I grew up in Manitoba. I got into medical school after the first two years of an undergraduate degree (you could do that then). I don’t have my bachelor’s degree, but I did my medical training in Manitoba and most of my residency there. I completed three years of postdoc at Johns Hopkins in Baltimore. I moved back to a faculty position at Manitoba for two years before moving to Vancouver and UBC.
What was it that drew you to Vancouver?
I’ve always been partial to the west coast. I got an invitation to come to Vancouver from Jim Hogg and Peter Paré. Both had been recruited by Dr. Dirks, UBC Head of Medicine, and Dr. Hardwick, UBC Head of Pathology, from McGill two years earlier and were starting a new lab. Manitoba tried to convince me to stay and told me it was a wasteland out west, but history has proven otherwise. At the time, it was just a little lab with three investigators and a few technicians. Now it has grown into the HLI (Centre for Heart Lung Innovation)- with complex cardiac and respiratory programs with over 250 people.

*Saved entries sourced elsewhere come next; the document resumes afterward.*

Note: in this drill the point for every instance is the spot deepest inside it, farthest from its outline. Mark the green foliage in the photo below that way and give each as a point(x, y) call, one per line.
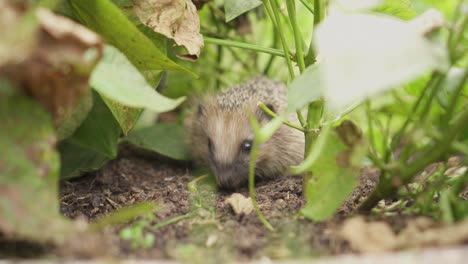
point(136, 234)
point(70, 123)
point(125, 215)
point(398, 8)
point(334, 170)
point(106, 19)
point(165, 139)
point(235, 8)
point(304, 89)
point(92, 144)
point(120, 83)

What was your first job at UBC?
I started as an assistant professor in the department of medicine. At the time, there was no allergy and immunology division. My clinical duties primarily entailed CTU coverage as an attending physician two months a year. I did have a half-day clinic a week, kindly aided by Drs. Copeland and Donovan, the clinical respirologists at the time. The majority of my time was devoted to basic research in those earlier years.
Did you have any life-changing experiences that put you on a career path in Allergy & Immunology?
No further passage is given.